I didn't really get answer to my question of why the Erie Canal is such an artery of enthusiasm though; at the end I was still left with my vague impression that more oddballs of a greater variety have been drawn more strongly to upstate New York for a longer time than anywhere else for mysterious reasons not amenable to overly strict analysis. It's not revivalist religious enthusiasm smoothly transforming into broader interests, or else you'd probably see a similar mélange of movements in places like Arkansas or Tennessee. It's not simply demographics, or else the Germans in Wisconsin or Texas should have resembled their New Yorker cousins, and likewise for the other ethnic groups in the region (my Buffalo-born mother is Irish and Italian, neither of which appear to have the zeal for creating new religions anywhere else they've settled in the US). It's also not just geography, because although neighboring areas like Vermont or the Susquehanna Valley do still maintain some similar social experiments like the Amish or hippie communes, they don't have the sheer variety New York did. It's not even just that the 19th century was a uniquely good time to let your hair down, because even though nobody has stumbled on stone tablets in a while, upstate still has a vast array of charmingly eccentric ateliers and art studios. The land between the Taconic Mountains and the Southern Tier fermented more than religions - all kinds of secular movements like socialism, anti-slavery, temperance, feminism, and nonsectarian education made major strides here, connected by a questioning spirit that wasn't present in the rest of the country. Even hugely influential companies like Kodak, Xerox, and IBM have deep upstate roots, though business is outside the scope of the book.

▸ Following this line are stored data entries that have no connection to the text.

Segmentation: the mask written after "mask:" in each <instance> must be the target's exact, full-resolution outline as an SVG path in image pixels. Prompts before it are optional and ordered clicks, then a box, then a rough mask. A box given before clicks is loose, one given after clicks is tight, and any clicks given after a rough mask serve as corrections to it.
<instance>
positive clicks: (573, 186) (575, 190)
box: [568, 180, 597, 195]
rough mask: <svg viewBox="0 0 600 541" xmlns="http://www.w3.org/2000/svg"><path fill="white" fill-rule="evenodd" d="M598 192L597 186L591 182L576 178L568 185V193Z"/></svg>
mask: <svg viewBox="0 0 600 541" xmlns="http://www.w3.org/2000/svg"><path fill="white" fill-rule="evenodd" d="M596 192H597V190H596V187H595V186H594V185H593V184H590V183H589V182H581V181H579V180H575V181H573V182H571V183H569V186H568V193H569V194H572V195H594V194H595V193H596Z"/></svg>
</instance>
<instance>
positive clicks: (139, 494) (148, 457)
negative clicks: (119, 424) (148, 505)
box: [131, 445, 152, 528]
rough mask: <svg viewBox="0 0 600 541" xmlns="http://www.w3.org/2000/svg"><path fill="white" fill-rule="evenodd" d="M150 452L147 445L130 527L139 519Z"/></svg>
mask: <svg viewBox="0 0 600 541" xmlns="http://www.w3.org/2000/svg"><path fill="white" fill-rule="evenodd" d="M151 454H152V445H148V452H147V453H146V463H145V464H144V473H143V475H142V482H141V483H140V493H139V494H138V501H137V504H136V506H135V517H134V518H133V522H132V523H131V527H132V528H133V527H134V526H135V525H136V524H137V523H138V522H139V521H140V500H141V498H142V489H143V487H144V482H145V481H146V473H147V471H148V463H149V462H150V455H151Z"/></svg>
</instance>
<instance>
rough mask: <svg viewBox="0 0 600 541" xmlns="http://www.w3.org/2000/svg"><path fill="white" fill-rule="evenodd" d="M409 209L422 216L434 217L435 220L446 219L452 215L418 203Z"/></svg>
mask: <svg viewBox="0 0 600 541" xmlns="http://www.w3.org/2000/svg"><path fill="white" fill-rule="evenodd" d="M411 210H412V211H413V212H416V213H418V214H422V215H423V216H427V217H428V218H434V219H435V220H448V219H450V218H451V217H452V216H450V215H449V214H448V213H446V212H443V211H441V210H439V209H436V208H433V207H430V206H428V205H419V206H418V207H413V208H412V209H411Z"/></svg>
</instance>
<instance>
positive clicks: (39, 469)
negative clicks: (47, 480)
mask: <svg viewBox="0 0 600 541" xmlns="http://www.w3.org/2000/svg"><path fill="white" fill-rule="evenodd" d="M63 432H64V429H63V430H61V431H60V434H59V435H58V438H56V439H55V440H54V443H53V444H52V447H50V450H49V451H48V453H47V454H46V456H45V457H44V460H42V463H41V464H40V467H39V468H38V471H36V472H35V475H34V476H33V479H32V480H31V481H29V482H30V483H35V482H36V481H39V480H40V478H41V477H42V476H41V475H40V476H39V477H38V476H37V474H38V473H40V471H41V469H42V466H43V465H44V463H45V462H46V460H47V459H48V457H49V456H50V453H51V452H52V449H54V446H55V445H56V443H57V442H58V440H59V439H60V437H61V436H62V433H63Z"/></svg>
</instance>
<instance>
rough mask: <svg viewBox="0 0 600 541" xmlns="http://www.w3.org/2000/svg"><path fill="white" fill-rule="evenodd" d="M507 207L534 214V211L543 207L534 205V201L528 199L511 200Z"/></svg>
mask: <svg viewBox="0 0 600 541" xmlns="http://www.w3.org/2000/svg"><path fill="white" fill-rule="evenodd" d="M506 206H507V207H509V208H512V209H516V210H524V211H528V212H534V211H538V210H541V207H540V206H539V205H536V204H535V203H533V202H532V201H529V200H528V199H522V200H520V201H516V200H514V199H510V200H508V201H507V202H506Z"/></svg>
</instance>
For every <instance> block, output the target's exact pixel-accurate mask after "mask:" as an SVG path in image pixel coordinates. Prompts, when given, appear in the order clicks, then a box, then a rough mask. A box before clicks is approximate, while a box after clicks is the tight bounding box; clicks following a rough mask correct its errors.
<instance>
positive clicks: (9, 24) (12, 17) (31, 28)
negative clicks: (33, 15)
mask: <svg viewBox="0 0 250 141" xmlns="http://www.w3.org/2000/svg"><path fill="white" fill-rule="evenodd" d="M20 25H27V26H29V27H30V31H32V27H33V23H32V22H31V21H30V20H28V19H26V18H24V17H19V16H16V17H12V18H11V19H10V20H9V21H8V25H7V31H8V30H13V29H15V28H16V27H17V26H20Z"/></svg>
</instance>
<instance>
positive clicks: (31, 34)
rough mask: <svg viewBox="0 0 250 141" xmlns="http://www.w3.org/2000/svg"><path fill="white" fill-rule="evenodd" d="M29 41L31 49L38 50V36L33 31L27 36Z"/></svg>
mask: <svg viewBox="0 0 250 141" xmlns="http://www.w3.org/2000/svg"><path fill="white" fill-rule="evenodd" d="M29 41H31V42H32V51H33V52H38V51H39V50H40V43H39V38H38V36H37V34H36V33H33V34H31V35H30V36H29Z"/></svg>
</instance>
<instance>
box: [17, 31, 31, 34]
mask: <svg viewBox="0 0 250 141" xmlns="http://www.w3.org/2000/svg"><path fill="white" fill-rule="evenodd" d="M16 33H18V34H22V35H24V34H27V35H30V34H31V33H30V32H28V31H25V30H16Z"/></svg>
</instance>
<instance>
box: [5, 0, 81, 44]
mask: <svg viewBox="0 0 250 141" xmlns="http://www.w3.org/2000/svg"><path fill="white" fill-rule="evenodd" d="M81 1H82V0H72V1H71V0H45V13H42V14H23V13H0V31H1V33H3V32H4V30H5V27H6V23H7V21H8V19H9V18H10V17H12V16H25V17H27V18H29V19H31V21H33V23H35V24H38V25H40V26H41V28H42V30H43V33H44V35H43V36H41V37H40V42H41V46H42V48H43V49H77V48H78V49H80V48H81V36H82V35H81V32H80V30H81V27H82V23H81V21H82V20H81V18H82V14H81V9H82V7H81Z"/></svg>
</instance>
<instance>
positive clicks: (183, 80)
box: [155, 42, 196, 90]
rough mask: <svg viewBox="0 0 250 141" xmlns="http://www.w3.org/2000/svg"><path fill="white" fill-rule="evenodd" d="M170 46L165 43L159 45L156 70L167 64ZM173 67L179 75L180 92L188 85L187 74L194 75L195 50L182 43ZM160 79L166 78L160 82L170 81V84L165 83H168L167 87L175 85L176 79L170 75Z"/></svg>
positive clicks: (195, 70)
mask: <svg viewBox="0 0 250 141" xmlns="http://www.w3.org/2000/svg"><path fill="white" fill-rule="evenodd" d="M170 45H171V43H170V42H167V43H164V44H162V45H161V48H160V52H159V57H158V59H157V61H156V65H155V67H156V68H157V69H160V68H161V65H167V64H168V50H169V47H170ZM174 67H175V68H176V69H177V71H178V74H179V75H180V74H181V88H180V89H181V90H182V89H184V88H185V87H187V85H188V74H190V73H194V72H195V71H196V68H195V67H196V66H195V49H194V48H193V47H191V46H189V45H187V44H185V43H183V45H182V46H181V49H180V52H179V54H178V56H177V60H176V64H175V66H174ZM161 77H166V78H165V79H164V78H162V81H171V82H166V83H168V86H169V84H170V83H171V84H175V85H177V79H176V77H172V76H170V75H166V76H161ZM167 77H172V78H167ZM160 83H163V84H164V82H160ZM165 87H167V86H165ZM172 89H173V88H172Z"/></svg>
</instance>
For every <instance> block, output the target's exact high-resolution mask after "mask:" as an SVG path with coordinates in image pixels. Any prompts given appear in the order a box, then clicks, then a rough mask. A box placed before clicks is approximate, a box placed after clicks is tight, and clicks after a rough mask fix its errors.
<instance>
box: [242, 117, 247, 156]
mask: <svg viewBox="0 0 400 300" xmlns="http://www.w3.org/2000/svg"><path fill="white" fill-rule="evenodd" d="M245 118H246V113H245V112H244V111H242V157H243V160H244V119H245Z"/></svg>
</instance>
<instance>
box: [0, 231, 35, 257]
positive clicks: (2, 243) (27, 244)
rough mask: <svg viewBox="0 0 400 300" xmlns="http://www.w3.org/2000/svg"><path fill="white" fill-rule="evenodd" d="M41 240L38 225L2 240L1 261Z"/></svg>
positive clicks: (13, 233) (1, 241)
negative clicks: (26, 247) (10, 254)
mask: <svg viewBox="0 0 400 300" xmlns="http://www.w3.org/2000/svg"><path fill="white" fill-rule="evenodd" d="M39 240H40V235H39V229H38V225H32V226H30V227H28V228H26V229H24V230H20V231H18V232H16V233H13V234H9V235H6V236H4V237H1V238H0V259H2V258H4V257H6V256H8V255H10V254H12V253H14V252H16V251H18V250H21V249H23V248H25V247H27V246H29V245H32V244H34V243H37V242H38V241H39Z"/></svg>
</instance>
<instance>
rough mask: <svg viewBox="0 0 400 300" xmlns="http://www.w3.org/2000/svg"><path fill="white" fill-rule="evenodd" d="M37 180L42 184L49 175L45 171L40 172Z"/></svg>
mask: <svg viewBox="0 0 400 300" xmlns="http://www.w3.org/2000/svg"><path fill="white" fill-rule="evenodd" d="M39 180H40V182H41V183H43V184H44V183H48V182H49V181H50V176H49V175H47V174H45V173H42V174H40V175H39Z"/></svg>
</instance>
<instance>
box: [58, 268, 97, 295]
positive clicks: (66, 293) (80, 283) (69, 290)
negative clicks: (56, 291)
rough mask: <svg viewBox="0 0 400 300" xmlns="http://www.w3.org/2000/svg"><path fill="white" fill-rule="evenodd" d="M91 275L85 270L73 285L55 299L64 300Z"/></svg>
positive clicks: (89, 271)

Oh well, even if Godwin didn't answer my question, he wrote a copiously well-researched chronicle that only left me even more interested in the region. My hat is off to him for trawling through so many screeds, manifestos, prophecies, and Grand Theories of Everything, and the helpful maps at the end would make great itineraries for quite a few road trips. By the end, you're more than ready to found your own cult amongst the pines of the Adirondacks; can there be any higher praise?